Arto Linsay – The Subtle Body
Im Booklet seines neuen Albums dankt Arto Lindsay vielen Japanern. Dafür fehlt Peter Scherer, mit dem er in den 80er Jahren die Ambitious Lovers führte – eine Band, deren Name schon das Programm enthielt: ambitionierte Avantgarde und musikalische Liebhaberei. Mit dem Schweizer Scherer verschwand auch der zickige Funk; es blieben: Chanson, Latino, Tropical, Bossa Nova. Bei den Ambitious Lovers hat das alles nicht so recht funktioniert – stets waren sämtliche hippen New Yorker Künstler am Werk, aber richtige Songs entstanden dabei selten.

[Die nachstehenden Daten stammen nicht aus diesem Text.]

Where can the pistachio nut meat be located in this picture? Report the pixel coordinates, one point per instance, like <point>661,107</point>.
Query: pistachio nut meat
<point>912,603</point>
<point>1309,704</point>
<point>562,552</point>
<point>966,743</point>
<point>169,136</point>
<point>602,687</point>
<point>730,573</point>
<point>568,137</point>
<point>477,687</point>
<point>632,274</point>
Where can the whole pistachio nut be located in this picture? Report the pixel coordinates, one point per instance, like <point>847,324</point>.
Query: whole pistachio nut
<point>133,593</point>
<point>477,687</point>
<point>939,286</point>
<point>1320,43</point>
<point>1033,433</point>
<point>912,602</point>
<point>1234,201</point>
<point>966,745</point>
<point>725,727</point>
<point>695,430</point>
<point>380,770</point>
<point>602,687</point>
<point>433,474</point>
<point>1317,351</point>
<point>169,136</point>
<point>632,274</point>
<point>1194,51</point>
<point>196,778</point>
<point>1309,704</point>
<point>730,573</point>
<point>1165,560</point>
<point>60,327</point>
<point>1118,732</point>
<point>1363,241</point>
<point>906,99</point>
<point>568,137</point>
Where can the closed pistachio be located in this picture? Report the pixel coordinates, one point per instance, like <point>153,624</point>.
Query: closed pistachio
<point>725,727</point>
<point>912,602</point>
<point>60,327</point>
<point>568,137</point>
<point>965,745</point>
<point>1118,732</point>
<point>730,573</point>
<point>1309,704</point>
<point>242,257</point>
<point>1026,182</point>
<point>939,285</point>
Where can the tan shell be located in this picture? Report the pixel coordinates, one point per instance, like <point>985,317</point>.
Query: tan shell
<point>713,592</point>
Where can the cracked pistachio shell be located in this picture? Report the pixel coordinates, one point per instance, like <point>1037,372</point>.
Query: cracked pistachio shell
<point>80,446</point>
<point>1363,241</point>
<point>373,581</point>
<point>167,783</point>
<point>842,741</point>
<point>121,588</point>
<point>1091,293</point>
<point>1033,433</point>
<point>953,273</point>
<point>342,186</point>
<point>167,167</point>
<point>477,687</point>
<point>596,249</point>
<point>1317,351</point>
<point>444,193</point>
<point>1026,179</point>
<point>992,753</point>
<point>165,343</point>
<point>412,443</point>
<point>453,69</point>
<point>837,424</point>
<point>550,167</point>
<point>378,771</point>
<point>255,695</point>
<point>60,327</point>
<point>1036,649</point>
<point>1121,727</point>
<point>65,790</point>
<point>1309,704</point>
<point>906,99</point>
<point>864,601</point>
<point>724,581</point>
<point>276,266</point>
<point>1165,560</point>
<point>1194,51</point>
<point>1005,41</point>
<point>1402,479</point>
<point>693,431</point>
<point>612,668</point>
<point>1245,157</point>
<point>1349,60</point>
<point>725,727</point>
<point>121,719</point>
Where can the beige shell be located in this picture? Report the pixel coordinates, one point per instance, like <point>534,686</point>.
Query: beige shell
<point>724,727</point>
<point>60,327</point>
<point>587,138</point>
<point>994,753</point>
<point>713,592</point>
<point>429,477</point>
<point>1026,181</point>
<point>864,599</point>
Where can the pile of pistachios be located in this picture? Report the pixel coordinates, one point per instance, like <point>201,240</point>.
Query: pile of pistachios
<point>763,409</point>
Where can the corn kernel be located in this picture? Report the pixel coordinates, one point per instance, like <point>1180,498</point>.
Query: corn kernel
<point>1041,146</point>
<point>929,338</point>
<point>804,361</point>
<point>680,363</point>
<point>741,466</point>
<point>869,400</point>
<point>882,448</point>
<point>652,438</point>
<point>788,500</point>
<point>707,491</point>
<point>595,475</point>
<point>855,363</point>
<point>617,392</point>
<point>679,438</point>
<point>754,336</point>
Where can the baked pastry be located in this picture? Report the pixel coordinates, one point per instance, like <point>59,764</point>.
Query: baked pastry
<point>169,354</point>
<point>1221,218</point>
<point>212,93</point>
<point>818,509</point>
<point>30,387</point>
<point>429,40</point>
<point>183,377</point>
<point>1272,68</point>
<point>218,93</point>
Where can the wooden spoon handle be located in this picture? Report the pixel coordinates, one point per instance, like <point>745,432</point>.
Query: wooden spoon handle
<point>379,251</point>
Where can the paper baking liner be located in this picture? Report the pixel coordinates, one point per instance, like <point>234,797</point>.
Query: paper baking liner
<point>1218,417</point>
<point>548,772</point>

Auch diesmal geisterte der Installateur Professor Brian Eno durchs Studio und sorgte für „sonics“, also Störgeräusche. Eno stört ja tatsächlich immer öfter. An „The Subtle Body“ (oder „O Corpo Sutil“) konnte er indes nichts verderben, denn die Stücke hat Lindsay mit Caetano Veloso, Ryuichi Sakamoto, Bill Frisell und dem DJ Towa Tei komponiert. Musikalische Weltreisen und ähnlicher Humbug gehören natürlich zu den großen Mißverständnissen der populären Musik, ebenso die Suche nach den Wurzeln und das Forschen in der Authentizität. Nach Japan und Brasilien jedoch hat sich Arto Lindsay vermutlich nicht bewegt; er blieb schön am Schreibtisch und schrieb ein paar Zeilen, die nicht viel bedeuten (wobei wir die portugiesischen vorsichthalber ausklammern). „My mind is going/ All day inventing you“, „I hear the bedsprings/ But there’s nobody in bed“ – schreiben kann Lindsay nicht, wie übrigens auch nicht singen. Aber sein zartes Wimmern mit dünnem Stimmchen fugt sich schlüssig in die mit den filigranen Piano-Gitarre-Percussion-Texturen der kleinen Besetzung.
Es liegt ein Laissez-faire über den Songs, eine Atmosphäre melancholischer Entspanntheit. Dennoch entkommt Lindsay (manchmal gefährlieh knapp) dem bloßen Ambiente, der Lounge- und Cocktail-Musik, die das Negativ der musikalischen Weltreise bildet: Überall gewesen, und das Klischee war schon da. Lindsay klingt eher, als sei der Gang vom Bett in die Küche die gemütlichste und erhebendste Reise. Und auf dem Balkon spricht man Portugiesisch.